Tommy Robinson, whose real name is Stephen Yaxley-Lennon, is Britain's best-known far-right Islamophobic figure. The 41-year-old is accused of amplifying the false rumor that sparked the recent racist riots in the United Kingdom. On July 29, three girls died in a knife attack during a dance class in Southport, northeast England. Several children and adults present were also injured. Robinson relayed the false information that the alleged murderer was of Muslim faith and had just arrived via the English Channel on a small boat. Police stated that the 17-year-old was born in Cardiff, Wales, and that his family originated from Rwanda.
Yaxley-Lennon borrowed the name Tommy Robinson from a football club hooligan in his hometown of Luton, in order to disguise a lengthy criminal record: He has been sentenced to several prison terms for assaulting a police officer and contempt of court. Initially a member of the far-right British National Party, in 2009 he co-founded the English Defense League (EDL) to protest against the presence of a small Salafist group in Luton. The movement denounces "Islamist fascism," but declined in the early 2010s, after the revelation of links with Norwegian criminal Anders Behring Breivik, who murdered 77 people in July 2011. Robinson left the EDL in 2013 due to the "dangers of far-right extremism," but the self-styled journalist continued to support conspiracy theories about elites concealing the truth about the supposed dangers of Islam.
With an account on X with nearly a million subscribers, Yaxley-Lennon has a considerable sounding board. He was banned from the platform in 2018, for "violating" rules against hate speech. But after buying Twitter and renaming it X, billionaire and ultra-libertarian Elon Musk reinstated the activist's account at the end of 2023. Since then, Yaxley-Lennon's presence on the platform has grown considerably. On July 27, he managed to rally thousands of supporters at a demonstration in Westminster, in the heart of London, against immigration and for "patriotism," before going into exile in Cyprus following a court summons.

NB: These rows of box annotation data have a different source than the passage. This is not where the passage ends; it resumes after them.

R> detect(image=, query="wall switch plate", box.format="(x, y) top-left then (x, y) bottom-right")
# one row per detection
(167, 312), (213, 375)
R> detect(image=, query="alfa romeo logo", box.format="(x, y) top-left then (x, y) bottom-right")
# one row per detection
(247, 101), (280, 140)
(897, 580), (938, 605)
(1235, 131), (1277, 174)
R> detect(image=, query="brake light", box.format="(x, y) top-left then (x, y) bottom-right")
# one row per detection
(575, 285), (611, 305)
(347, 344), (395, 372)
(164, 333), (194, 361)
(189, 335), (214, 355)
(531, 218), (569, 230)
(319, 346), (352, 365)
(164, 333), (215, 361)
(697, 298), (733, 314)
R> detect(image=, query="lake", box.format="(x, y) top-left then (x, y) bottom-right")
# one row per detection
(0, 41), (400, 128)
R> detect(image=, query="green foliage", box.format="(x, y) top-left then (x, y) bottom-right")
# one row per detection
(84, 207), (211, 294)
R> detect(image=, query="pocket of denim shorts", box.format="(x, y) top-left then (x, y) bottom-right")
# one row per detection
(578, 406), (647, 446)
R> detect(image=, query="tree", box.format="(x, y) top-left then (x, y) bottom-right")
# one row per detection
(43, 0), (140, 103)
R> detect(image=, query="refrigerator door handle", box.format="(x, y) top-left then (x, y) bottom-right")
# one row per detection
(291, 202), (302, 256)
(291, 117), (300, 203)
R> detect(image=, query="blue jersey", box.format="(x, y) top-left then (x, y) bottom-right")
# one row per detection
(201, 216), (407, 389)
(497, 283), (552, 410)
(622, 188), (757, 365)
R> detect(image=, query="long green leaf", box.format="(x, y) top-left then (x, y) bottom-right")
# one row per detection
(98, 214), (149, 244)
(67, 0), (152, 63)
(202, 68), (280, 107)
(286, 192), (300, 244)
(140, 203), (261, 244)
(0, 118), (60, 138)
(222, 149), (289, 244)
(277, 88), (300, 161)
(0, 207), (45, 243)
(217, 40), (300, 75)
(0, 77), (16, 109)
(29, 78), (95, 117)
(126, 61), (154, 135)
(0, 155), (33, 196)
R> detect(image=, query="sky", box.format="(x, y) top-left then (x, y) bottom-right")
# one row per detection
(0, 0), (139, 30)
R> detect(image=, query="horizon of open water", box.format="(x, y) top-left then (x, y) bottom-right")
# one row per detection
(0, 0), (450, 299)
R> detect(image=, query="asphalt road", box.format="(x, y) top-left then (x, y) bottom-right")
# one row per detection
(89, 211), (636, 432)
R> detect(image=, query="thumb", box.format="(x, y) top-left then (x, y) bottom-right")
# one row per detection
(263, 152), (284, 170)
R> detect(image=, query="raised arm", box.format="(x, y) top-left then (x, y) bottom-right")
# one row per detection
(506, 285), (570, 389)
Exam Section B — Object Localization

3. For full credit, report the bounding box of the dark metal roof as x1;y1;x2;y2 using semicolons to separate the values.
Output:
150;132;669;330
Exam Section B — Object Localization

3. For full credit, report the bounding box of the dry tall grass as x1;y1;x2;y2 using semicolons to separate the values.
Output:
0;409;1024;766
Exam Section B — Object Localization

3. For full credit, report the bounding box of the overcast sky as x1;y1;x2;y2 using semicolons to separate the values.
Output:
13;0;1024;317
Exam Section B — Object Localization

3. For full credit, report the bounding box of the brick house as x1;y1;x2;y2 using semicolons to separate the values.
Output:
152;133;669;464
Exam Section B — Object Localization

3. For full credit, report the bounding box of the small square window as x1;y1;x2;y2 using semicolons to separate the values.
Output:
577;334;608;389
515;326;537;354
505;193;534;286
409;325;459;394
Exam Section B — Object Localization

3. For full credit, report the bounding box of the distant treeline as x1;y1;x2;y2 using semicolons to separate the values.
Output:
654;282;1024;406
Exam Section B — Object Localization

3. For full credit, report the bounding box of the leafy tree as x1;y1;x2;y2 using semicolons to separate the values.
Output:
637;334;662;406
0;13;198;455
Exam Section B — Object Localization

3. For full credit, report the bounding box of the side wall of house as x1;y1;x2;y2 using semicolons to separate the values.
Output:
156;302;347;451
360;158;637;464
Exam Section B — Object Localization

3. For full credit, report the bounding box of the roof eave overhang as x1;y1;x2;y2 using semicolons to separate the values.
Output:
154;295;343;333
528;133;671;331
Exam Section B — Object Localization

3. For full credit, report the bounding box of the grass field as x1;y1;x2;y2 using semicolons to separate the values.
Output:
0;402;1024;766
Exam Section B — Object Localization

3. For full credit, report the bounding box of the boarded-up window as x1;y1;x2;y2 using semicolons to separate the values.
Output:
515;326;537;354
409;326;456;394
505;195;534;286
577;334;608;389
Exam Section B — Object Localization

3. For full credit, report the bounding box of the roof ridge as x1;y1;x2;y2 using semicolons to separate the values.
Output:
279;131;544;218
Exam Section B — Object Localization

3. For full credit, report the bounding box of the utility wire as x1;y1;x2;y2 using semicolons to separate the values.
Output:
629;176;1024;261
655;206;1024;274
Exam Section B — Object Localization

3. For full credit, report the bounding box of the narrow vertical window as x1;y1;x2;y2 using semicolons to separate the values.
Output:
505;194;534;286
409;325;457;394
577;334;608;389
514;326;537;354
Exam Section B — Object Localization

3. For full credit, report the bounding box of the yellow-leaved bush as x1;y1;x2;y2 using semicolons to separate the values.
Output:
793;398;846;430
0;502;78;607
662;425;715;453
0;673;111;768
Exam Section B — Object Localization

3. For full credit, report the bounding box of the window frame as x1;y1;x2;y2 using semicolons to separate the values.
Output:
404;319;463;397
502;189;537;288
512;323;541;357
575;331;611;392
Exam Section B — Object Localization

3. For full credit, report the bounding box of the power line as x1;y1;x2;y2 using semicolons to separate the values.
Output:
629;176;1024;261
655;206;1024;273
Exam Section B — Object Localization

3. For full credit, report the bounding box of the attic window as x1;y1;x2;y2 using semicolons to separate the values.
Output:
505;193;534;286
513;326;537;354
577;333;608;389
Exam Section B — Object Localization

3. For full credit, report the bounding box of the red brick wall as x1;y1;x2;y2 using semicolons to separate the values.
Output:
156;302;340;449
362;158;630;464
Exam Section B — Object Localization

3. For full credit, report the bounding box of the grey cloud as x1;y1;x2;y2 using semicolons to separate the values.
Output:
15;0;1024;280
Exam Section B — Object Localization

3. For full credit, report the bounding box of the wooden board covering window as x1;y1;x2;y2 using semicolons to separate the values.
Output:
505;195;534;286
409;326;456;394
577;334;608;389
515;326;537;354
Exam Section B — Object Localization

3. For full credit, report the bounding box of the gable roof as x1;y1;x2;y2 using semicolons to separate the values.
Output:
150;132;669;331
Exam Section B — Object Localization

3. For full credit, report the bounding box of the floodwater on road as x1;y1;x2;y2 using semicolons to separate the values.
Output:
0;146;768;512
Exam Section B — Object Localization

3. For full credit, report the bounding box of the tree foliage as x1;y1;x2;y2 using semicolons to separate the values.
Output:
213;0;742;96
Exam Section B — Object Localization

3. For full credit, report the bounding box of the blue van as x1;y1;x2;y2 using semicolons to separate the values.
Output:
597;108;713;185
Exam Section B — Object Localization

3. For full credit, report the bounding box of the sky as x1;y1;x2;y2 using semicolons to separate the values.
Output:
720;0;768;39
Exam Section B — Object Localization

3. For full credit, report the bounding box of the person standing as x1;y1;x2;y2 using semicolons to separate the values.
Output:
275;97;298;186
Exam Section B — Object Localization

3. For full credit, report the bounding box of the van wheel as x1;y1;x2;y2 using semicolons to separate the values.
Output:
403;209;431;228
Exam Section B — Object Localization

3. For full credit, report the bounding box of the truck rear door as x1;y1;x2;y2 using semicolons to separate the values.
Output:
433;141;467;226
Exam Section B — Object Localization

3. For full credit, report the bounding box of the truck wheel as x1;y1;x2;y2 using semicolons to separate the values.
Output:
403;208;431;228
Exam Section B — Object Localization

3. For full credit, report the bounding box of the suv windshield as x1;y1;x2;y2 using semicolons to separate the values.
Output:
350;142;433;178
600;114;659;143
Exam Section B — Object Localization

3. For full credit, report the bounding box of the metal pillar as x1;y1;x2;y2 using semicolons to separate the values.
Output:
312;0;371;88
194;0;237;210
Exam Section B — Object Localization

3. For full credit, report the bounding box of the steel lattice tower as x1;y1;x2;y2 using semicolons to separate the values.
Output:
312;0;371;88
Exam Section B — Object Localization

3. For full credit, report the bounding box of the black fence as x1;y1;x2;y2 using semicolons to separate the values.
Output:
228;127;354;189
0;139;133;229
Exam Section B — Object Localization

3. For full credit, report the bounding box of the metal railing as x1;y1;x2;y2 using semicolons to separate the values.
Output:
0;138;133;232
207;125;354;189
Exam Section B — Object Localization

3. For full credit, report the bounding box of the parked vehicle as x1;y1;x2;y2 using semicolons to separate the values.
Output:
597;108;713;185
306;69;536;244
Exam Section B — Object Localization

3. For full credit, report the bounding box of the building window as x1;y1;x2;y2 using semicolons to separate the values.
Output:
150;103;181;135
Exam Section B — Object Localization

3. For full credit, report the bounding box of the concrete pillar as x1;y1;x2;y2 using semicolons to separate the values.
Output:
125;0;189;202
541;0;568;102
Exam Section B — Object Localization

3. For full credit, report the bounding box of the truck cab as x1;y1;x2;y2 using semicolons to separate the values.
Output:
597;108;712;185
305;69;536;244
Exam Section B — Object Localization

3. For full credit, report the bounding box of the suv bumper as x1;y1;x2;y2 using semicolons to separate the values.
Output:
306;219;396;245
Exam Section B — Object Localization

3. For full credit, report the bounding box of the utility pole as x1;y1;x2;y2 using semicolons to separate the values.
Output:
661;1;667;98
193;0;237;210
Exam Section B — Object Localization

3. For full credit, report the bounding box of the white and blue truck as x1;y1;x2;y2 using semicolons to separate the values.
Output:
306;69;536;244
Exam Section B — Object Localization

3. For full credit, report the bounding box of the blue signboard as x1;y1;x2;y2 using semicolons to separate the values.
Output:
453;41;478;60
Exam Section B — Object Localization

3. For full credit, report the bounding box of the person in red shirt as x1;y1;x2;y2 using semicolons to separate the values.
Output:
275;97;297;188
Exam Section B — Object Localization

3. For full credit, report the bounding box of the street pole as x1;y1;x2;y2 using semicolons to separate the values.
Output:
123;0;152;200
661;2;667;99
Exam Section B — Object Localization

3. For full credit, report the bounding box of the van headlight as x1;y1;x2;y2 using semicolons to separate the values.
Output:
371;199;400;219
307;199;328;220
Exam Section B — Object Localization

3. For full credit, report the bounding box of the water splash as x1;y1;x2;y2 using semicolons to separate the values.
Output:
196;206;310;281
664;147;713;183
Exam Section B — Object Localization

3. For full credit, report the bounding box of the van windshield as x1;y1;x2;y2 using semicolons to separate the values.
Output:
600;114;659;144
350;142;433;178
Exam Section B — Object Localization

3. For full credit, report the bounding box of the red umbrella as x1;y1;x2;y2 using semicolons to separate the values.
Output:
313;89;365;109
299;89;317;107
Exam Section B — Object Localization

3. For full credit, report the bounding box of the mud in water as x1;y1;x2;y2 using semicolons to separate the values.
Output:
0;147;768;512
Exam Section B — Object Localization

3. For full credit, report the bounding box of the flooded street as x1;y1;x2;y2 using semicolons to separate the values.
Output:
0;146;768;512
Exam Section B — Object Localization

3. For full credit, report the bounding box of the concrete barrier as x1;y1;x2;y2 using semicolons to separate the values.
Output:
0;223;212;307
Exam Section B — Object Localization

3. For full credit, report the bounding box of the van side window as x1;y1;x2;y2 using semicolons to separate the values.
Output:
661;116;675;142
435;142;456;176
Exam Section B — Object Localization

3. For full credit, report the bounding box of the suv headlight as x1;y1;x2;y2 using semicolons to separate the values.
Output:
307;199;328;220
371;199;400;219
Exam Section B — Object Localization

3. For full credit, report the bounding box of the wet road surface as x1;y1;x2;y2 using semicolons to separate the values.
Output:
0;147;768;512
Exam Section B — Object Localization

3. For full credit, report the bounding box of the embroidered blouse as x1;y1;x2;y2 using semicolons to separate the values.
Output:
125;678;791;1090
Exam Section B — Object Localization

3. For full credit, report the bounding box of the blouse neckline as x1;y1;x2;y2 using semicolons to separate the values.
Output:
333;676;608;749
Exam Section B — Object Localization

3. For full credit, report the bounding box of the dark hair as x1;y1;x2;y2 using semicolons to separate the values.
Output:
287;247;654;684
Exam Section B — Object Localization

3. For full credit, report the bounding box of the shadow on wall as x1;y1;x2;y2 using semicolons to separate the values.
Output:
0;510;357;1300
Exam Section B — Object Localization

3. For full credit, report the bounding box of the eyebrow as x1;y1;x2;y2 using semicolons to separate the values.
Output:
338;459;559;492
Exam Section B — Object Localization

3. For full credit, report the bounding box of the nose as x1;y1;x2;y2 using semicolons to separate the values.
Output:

In early August, the British media revealed that Yaxley-Lennon was tweeting not from the Midlands or the north of England, where the anti-migrant rioters chanting his name have been most violent but from a hotel costing over €450 a night in Cyprus. According to The Times, he is the subject of an arrest warrant for failing to appear before a judge on new contempt of court charges. And as reported by The Guardian, he is now one of the people being investigated by the police for spreading false information, which fuelled the riots.